One might then ask: Even if these summary effect sizes reflect the truth and if they are representative of the effect sizes for individual genetic variants associated with complex diseases, what kinds of studies are needed to document them in various population settings? Let us focus on the population settings in which these prior studies have already been conducted. For each of the 752 studies, we estimated the required sample so as to have 90 percent power to detect at alpha = 0.05 the genetic effect size seen in the respective meta-analysis, if the frequency of the genetic variants in the control group is that observed in the study. The choice of alpha = 0.05 represents a typical threshold for claiming statistical significance. Aiming for lower alpha values (e.g., to accommodate multiple testing) would further increase the required sample size steeply. We assume the same allocation ratio between cases and controls in these hypothetical well-powered studies as the allocation ratio in the original studies. The actual allocation ratios are usually close to 1, with a median of 0.93 cases per control and an IQR of 0.53–1.15; using an allocation ratio of 1 for all calculations makes little difference overall (not shown in detail here). However, one should note that some studies understandably seem to have difficulty recruiting cases, even with the relatively small sample sizes used to date. Maintaining a reasonable allocation ratio may be a challenge if much larger samples are to be recruited, but, for now, let us assume that it can be done. Sample size calculations were implemented in Intercooled Stata 8.2 by using the sampsi Stata module (Stata Corporation, College Station, Texas).

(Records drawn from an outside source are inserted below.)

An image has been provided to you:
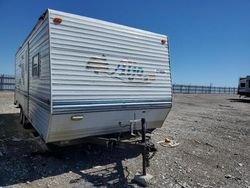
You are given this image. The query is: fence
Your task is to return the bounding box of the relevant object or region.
[172,84,237,94]
[0,74,15,90]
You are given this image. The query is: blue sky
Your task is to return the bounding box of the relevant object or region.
[0,0,250,86]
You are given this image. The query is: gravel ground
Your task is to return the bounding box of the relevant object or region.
[0,92,250,188]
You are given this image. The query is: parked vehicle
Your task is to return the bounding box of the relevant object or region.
[15,9,172,143]
[238,76,250,97]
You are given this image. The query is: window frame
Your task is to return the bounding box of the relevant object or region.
[31,53,41,78]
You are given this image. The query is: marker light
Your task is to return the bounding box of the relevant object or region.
[161,38,167,44]
[71,115,83,121]
[53,17,62,24]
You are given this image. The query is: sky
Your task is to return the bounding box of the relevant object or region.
[0,0,250,87]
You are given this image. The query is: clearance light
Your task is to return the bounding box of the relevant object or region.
[161,38,167,44]
[53,17,62,24]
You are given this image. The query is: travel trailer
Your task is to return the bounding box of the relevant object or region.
[14,9,172,143]
[238,76,250,97]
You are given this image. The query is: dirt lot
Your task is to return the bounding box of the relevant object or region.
[0,92,250,188]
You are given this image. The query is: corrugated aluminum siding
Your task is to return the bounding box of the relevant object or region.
[49,10,171,111]
[16,11,51,140]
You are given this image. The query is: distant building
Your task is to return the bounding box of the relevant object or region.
[238,76,250,97]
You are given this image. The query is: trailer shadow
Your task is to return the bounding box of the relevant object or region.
[228,98,250,103]
[0,114,140,187]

Figure 2 shows that the required total sample size (cases and controls combined) can be very large. The left panel gives the distribution of the necessary sample sizes per study, with a median of 3,535 and an IQR of 1,936–9,119 for cases and controls combined. The numbers required are much larger compared with studies conducted to date in the field. On median, 13.3-fold more subjects would have to be genotyped than in each original study conducted in each population (IQR, 5.9–31.4) (Figure 2, right panel). If we try to account for even limited bias, these sample size requirements can be inflated considerably. For example, if the true odds ratios are 0.1 lower than the observed summary effect sizes (an assumption that may be quite conservative, based on the above), then the median required sample size becomes 6,244 (IQR, 2,698–35,444). If half of the observed summary effect is due to bias and half is real (e.g., for observed summary log(odds ratio) = 0.46, the true effect is 0.23), the median required sample size becomes 14,618 (IQR, 7,791–36,435).

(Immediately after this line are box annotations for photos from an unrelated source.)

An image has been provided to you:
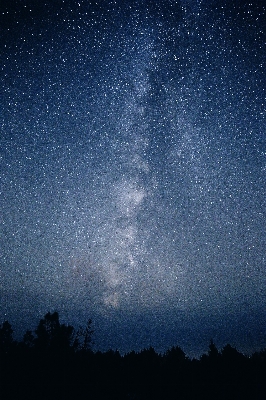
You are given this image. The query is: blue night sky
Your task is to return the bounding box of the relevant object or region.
[0,0,266,354]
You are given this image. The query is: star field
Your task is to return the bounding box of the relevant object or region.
[0,0,266,352]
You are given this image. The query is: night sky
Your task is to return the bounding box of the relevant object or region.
[0,0,266,355]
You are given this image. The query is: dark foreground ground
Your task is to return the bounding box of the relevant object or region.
[0,313,266,400]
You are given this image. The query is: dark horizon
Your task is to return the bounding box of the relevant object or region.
[0,0,266,355]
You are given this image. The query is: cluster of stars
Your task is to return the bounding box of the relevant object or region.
[0,0,266,354]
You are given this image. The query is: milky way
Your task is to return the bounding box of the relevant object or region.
[0,0,266,352]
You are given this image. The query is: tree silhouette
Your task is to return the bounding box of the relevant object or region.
[73,319,94,352]
[35,312,74,353]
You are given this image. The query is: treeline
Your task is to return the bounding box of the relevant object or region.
[0,312,266,400]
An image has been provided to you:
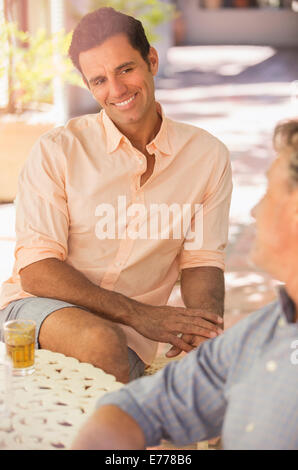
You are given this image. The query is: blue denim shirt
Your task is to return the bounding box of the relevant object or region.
[98,289,298,449]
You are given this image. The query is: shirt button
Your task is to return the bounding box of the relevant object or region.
[245,423,255,432]
[266,361,277,372]
[278,318,286,328]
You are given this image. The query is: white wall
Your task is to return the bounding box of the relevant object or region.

FIGURE 2: Left panel: distribution of the total sample sizes (cases and controls combined) required for 90% power to detect associations of the magnitude suggested by the summary odds ratio of a meta-analysis and the control frequency actually observed in each of the 752 studies (refer to the text for calculation details). Calculations are based on two-sided tests. Right panel: distribution of the ratio of the required (as in left panel) vs. the actual sample size used in the 752 studies. Calculations were performed with Intercooled Stata 8.2 software (Stata Corporation, College Station, Texas).


CAVEATS AND LIMITATIONS

Meta-analyses in this field are becoming increasingly popular (14), but they cover only a portion of the available evidence on gene-disease associations. According to the HuGE Published Literature database, as of October 11, 2005, there were at least 17,467 published reports of original studies on human genome epidemiology, most of them (n = 16,267) pertaining to gene-disease associations (15). It is unclear, however, whether the decision to perform and report a meta-analysis would be influenced by the postulated effect size of a significant association. Second, we acknowledge that some of the excluded, statistically nonsignificant meta-analyses may have been underpowered to detect an existing, true genetic association (5). However, other aspects being equal, on average these effects are likely to be smaller than those included; thus, sample size requirements would be even larger.

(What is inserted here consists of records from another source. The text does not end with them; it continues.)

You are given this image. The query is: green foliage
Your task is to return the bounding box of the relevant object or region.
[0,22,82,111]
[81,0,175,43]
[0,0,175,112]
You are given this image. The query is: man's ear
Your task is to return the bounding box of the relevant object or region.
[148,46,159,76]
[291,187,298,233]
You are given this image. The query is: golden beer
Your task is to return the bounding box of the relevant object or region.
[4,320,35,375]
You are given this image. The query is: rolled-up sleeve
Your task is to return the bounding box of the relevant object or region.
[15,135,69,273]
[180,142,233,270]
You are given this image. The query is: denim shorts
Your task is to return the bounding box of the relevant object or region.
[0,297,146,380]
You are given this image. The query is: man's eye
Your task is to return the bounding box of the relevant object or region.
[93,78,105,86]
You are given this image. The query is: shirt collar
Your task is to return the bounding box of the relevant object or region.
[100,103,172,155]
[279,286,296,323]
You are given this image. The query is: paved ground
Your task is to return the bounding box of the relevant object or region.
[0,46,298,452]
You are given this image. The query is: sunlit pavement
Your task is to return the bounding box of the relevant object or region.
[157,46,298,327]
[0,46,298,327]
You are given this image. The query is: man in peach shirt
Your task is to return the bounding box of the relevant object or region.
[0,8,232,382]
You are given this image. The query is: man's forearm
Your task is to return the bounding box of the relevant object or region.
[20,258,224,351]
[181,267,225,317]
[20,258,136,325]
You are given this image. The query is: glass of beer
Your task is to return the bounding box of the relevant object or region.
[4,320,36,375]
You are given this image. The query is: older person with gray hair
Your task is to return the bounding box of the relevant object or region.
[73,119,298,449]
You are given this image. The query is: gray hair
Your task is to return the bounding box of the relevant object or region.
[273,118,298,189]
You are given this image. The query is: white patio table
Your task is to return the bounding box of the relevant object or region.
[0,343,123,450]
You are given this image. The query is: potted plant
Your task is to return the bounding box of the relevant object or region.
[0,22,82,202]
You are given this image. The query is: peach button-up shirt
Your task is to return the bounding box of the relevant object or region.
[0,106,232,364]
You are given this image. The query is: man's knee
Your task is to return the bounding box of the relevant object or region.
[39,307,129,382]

Third, nondifferential measurement error in these studies may dilute the observed effect sizes, but it is more likely that selective reporting biases in favor of significant results are stronger and more than counterbalance this diluting impact. Fourth, the meta-analyzed variant may be in linkage disequilibrium with only the true culprit that has a larger odds ratio. However, the current discovery-oriented approaches generally do not necessarily target only the true, biologically important functional culprits. If anything, the 50 associations analyzed here probably have stronger functional support than the vast majority of associations that would be obtained currently through whole genome association analyses and other high-throughput approaches. Finally, our analyzed sample did not include any of the very few genetic variants that have been identified to date with a postulated odds ratio exceeding 3. The only such meta-analysis published in the time frame of our literature search (the apolipoprotein E gene (APOE) and Alzheimer's disease (16)) did not provide 2-by-2 tables per study. Considerations for the search of variants with very strong effects probably are different.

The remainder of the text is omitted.